615.1
Marie, femme d’Alphée, entre avec circonspection et écoute. Peut-être pense-t-elle que la Vierge s’est assoupie. Elle s’approche, se penche et elle la voit à genoux, le visage par terre contre le suaire. Elle murmure :
« Oh ! la malheureuse ! Elle est restée comme ça ! »
Elle doit penser qu’elle s’est endormie ou évanouie ainsi. Mais Marie, sortant de son oraison, dit :
« Non, je priais.
– Mais à genoux ! Dans l’obscurité ! Dans le froid ! La fenêtre ouverte ! Regarde, tu es glacée.
– Mais je me sens tellement mieux, Marie. Pendant que je priais — et l’Eternel seul sait à quel point j’étais épuisée après avoir soutenu tant de personnes à la foi vacillante, éclairé tant d’âmes que sa mort elle-même n’a pas éclairées —, il m’a semblé sentir un parfum angélique, une fraîcheur du Ciel, la caresse d’une aile… Un instant… Pas davantage.
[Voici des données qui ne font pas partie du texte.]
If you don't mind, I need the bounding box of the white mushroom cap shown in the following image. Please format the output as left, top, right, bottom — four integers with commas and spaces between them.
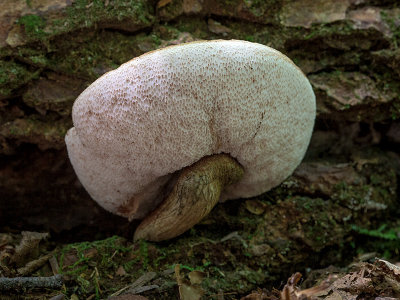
65, 40, 316, 219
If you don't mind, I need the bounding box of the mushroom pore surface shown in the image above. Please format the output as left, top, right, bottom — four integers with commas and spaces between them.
66, 40, 315, 219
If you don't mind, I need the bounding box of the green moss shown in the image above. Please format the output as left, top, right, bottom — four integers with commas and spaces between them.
52, 0, 154, 34
0, 61, 41, 97
17, 15, 47, 39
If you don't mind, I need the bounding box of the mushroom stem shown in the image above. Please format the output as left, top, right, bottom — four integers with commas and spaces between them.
134, 154, 244, 242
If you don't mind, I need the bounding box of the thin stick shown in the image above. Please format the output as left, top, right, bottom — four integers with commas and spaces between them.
0, 274, 63, 291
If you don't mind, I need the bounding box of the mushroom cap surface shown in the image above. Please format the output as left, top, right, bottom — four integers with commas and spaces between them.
65, 40, 316, 219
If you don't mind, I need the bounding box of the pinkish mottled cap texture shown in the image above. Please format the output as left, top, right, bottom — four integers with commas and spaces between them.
65, 40, 315, 219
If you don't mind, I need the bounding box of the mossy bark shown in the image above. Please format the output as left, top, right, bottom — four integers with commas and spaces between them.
0, 0, 400, 299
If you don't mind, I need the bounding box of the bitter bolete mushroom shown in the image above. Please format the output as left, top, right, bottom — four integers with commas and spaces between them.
65, 40, 315, 241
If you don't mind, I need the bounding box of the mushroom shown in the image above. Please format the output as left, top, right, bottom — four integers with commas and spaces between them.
65, 40, 315, 241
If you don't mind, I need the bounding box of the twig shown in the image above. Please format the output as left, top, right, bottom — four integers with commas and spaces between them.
11, 231, 49, 265
0, 274, 63, 291
49, 255, 60, 275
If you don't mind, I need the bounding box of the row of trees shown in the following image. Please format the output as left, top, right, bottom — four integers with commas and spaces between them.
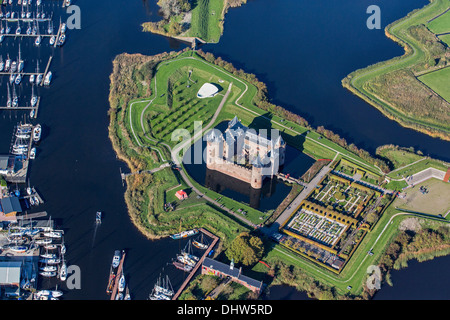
197, 50, 390, 173
158, 0, 191, 20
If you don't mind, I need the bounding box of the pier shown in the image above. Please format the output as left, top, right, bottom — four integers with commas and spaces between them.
111, 251, 125, 300
0, 97, 41, 119
172, 228, 219, 300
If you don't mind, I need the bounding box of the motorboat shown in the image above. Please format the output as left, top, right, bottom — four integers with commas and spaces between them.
39, 266, 58, 272
95, 211, 102, 224
34, 35, 42, 47
58, 33, 66, 47
33, 124, 42, 142
14, 73, 22, 85
59, 261, 67, 281
9, 246, 28, 253
119, 274, 125, 292
44, 231, 62, 238
112, 250, 122, 269
44, 71, 52, 86
40, 253, 57, 259
39, 271, 56, 278
39, 258, 61, 265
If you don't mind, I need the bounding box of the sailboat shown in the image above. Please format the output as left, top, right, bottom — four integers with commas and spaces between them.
17, 44, 25, 73
6, 83, 12, 108
34, 22, 42, 47
31, 86, 37, 107
12, 86, 19, 108
59, 257, 67, 281
192, 233, 208, 250
153, 275, 175, 298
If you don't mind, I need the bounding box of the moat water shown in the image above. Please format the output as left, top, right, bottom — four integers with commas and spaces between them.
0, 0, 450, 299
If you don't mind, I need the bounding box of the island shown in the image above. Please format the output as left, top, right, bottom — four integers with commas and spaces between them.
142, 0, 247, 43
342, 0, 450, 140
109, 49, 450, 299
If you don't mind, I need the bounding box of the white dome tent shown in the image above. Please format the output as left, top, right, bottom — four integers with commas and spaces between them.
197, 83, 219, 99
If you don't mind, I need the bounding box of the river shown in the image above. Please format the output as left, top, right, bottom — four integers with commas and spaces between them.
0, 0, 450, 300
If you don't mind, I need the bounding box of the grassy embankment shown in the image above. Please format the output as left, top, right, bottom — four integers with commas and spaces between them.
109, 50, 247, 251
142, 0, 247, 43
342, 0, 450, 140
110, 52, 450, 296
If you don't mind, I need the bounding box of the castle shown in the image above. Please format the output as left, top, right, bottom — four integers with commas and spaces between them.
205, 116, 286, 189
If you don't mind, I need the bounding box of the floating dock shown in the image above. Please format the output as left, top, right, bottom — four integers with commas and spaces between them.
172, 228, 219, 300
111, 251, 125, 300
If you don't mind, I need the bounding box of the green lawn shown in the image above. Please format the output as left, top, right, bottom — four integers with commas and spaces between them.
428, 11, 450, 34
419, 67, 450, 102
439, 34, 450, 47
342, 0, 450, 139
188, 0, 224, 42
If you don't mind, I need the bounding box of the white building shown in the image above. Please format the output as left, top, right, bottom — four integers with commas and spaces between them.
197, 83, 219, 99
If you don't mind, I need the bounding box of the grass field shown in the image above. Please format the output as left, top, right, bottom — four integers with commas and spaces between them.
187, 0, 224, 42
428, 11, 450, 33
419, 67, 450, 102
342, 0, 450, 140
439, 34, 450, 47
393, 179, 450, 215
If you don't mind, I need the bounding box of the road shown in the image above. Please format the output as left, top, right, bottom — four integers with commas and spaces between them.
262, 162, 332, 236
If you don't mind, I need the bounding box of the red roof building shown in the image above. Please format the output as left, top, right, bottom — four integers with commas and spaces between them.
175, 190, 188, 200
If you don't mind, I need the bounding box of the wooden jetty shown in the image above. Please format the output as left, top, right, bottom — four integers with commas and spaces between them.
172, 228, 219, 300
111, 251, 125, 300
39, 55, 52, 87
16, 211, 47, 220
0, 97, 41, 119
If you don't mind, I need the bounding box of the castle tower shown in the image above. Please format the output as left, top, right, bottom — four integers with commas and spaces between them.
250, 155, 264, 189
206, 130, 222, 169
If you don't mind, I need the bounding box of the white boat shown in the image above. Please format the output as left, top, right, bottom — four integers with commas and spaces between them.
9, 73, 16, 84
112, 250, 122, 268
119, 274, 125, 292
95, 211, 102, 224
33, 124, 42, 142
44, 71, 52, 86
14, 73, 22, 85
44, 231, 62, 238
58, 33, 66, 47
39, 258, 61, 265
9, 246, 28, 253
34, 238, 53, 245
34, 35, 42, 47
59, 261, 67, 281
5, 55, 11, 72
31, 86, 38, 107
40, 266, 57, 272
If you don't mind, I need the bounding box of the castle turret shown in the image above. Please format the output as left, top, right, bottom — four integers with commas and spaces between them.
250, 154, 264, 189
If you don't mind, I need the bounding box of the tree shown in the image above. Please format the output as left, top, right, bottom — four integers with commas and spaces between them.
225, 232, 264, 266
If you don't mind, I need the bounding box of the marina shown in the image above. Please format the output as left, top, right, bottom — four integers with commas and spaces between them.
0, 217, 66, 300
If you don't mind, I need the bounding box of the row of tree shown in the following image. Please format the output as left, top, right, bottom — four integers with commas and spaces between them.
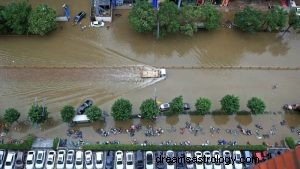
0, 1, 56, 35
128, 1, 300, 37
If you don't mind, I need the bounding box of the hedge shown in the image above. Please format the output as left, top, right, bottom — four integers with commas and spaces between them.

Il m’a semblé que, dans l’océan de myrrhe dont la furie me submerge depuis trois jours désormais, il s’infusait une goutte de pacifiante douceur. Il m’a semblé que la voûte fermée du Ciel s’entrouvrait, et qu’un filet d’amour lumineux descendait sur l’Abandonnée. Il m’a semblé que, venant de distances infinies, un murmure incorporel disait : “ C’est réellement terminé. ” Ma prière, désolée jusqu’à ce moment-là, est devenue plus paisible. Elle s’est teintée de la paix lumineuse — oh ! à peine une nuance ! — qui imprégnait mes contacts avec Dieu dans l’oraison…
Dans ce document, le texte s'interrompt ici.